TheiShares S&P US Pref Stock Idx Fnd (ETF) PFF has a 30-day SEC yield of 5.3 percent and is up 6.6 percent year-to-date. Income investors embraced preferred stocks, in large part, because of high yields, but as the spike in Treasury yields earlier this year and in 2013 taught investors, high-yielding assets are vulnerable to rising rates.
The Appeal Of A Preferred Stock
A preferred stock is a type of security that offers characteristics of both bonds and equities. The primary source of allure with preferreds is yield, although preferred shareholders are higher on the totem pole in the event of issuer bankruptcy or default than are common equity holders.
However, investors' desire for income via preferreds could be tested in the near term. The August jobs report out Thursday could provide the Federal Reserve an avenue with which to soon raise interest rates. As it is, Fed fund futures point to a rate hike in December. Data suggest a rush away from preferreds could be painful because so much money has piled into ETFs such as PFF.
“The surging AUM mostly occurred since the start of 2015 as the asset class registered $10 billion plus of inflows. Preference stock ETFs were in fact the most popular fixed income asset class of last year in terms of relative inflows, as the $4.8 billion that flowed into the asset class over 2015 represented 30 percent of the AUM seen at the start of the year, more than any of the seven bond ETF asset classes tracked by Markit ETF Analytics,” said Markit in a recent note.
Ignorance Is (Rarely) Bliss
Of all the crowded trades market observers are pontificating about this year, think Treasurys, low volatility ETFs and gold, just to name a few, preferreds never enter the conversation. Ignorance is not always bliss, not a time when PFF has added $2.9 billion in new assets year-to-date, a fair percentage of its total AUM, and certainly not when the Fed could be nearing another rate hike.

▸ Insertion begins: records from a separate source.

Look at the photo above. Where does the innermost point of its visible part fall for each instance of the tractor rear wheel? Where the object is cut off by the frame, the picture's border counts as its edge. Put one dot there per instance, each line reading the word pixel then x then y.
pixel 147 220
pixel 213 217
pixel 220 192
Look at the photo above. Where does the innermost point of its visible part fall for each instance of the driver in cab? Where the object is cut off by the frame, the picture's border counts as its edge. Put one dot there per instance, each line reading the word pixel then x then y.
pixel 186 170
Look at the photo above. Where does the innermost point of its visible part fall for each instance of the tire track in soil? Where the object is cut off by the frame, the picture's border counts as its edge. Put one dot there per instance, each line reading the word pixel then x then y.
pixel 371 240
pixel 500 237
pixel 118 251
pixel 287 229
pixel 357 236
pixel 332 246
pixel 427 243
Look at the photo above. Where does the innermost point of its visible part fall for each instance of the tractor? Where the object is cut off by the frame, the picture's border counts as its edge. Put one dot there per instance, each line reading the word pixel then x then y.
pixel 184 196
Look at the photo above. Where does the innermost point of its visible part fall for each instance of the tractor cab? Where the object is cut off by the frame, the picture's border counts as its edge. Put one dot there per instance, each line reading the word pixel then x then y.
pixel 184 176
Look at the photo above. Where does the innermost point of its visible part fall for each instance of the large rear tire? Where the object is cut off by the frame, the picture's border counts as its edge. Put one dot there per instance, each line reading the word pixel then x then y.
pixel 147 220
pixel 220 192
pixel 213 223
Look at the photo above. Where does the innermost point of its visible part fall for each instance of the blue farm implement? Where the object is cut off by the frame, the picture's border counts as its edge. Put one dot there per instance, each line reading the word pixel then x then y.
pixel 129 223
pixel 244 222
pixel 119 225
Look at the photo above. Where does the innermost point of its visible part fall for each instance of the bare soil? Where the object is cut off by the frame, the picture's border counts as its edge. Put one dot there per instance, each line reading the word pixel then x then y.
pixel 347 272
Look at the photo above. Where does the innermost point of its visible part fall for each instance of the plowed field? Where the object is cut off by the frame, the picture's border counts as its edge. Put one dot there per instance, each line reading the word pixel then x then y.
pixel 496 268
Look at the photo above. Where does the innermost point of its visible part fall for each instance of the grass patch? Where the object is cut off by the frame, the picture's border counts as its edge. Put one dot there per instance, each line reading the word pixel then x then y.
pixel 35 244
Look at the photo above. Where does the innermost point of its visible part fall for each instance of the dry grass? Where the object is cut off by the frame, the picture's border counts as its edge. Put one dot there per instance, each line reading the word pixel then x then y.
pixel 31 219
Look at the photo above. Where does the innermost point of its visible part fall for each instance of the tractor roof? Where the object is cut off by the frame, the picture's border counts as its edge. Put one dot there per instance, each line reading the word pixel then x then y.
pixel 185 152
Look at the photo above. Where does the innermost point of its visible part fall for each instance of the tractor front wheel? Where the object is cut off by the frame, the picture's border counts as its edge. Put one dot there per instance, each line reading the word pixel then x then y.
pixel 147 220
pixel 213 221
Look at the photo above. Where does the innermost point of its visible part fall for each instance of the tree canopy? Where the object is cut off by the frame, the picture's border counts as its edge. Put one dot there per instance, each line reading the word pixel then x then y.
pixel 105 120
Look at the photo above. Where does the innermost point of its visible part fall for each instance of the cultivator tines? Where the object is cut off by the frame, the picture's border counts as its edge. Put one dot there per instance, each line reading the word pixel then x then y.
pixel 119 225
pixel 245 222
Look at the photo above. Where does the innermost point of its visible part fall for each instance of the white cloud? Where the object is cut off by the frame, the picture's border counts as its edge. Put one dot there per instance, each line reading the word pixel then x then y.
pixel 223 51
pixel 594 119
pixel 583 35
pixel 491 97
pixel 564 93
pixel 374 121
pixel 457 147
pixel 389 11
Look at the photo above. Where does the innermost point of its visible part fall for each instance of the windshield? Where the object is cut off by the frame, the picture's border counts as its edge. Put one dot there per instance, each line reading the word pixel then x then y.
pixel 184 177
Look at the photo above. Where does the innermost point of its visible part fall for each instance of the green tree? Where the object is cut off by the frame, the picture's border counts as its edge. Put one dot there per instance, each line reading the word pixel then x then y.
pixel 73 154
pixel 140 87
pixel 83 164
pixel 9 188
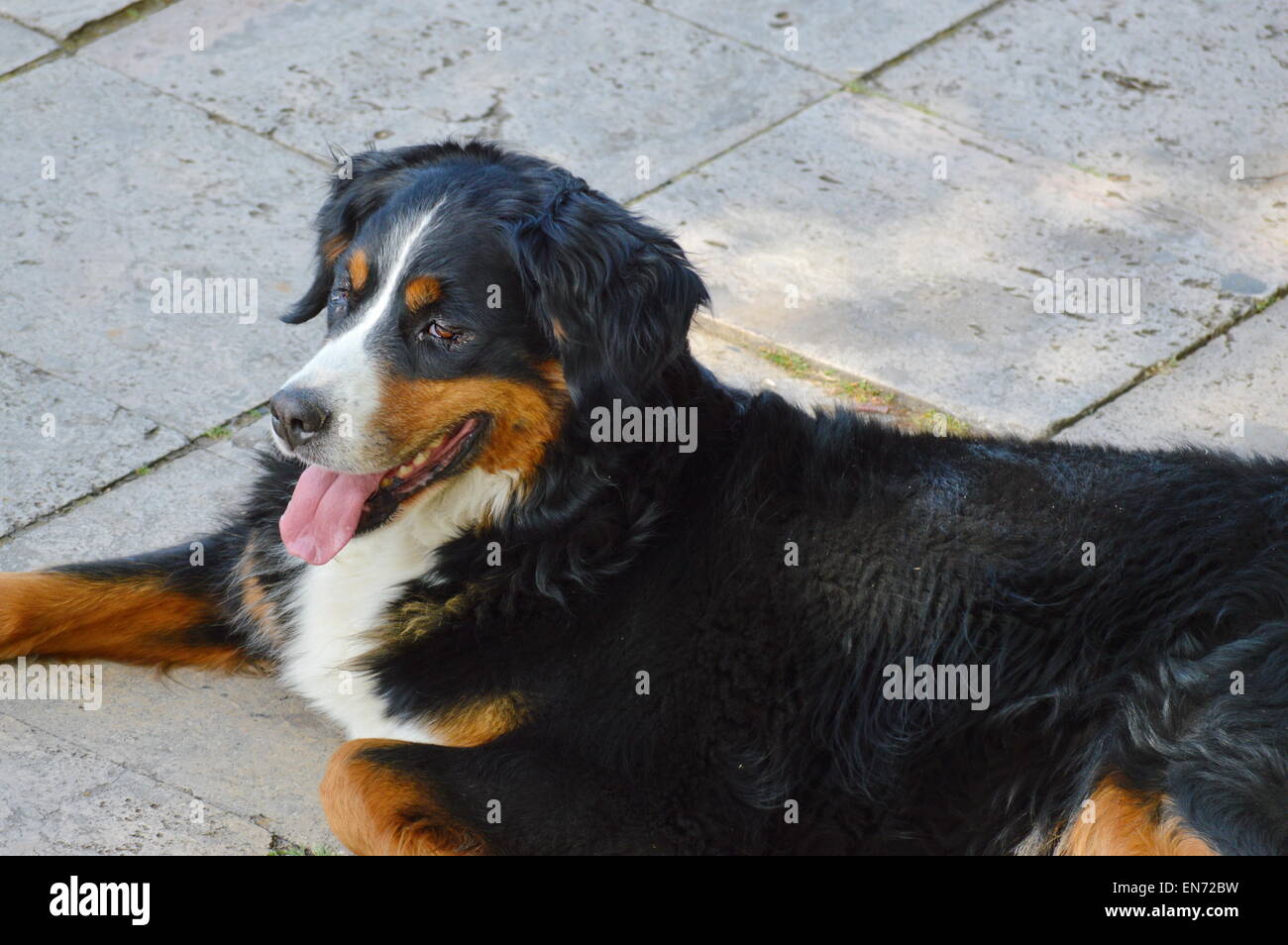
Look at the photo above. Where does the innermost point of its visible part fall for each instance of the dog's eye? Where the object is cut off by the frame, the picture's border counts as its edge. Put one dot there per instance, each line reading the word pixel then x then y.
pixel 338 301
pixel 439 332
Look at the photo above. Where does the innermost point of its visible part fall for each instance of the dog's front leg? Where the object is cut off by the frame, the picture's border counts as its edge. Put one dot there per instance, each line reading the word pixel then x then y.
pixel 511 795
pixel 163 608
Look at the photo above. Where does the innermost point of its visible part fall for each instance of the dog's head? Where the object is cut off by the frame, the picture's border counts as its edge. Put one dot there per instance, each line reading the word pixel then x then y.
pixel 476 299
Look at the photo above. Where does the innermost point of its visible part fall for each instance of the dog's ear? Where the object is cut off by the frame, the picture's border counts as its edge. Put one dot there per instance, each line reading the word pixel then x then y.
pixel 614 296
pixel 361 184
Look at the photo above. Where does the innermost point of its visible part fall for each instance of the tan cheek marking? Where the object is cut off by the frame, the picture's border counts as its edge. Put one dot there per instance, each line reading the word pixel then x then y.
pixel 1129 824
pixel 526 419
pixel 359 269
pixel 333 248
pixel 377 810
pixel 421 291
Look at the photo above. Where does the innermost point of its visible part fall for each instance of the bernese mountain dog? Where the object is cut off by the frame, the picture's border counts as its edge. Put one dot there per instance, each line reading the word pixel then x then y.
pixel 802 632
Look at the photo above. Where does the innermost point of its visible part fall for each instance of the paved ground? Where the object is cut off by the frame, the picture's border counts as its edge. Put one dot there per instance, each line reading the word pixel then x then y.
pixel 874 191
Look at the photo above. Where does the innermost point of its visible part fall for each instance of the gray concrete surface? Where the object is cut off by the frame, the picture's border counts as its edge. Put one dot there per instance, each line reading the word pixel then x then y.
pixel 881 198
pixel 1229 394
pixel 60 20
pixel 593 86
pixel 20 46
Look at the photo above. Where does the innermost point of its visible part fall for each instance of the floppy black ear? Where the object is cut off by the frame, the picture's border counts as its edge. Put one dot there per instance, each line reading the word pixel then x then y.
pixel 361 184
pixel 614 295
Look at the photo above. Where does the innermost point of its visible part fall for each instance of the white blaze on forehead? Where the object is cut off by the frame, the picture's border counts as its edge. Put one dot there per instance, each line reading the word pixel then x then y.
pixel 343 368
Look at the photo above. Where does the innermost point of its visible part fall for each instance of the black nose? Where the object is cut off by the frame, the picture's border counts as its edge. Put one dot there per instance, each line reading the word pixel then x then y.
pixel 296 415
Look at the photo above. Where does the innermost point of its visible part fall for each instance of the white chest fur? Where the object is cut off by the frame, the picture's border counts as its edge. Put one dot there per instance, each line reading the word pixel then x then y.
pixel 340 602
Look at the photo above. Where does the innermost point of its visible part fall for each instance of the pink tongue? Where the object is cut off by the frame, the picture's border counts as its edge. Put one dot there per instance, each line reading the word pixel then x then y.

Conversely, the benchmark ETF offering exposure to convertible bonds, the best-performing fixed income asset during Fed tightening cycles, has seen just $103.9 million in year-to-date inflows.
Clearly, investors like the promise of almost guaranteed income from preferreds, indicating they are not expecting the Fed to embark upon an all-out tightening cycle.
“The differing levels of investor enthusiasm towards the two asset classes shows that investors in the current market would rather pass on capital upside in order to receive the type of guaranteed income that made preference stock such a popular investment with Warren Buffet,” added Markit.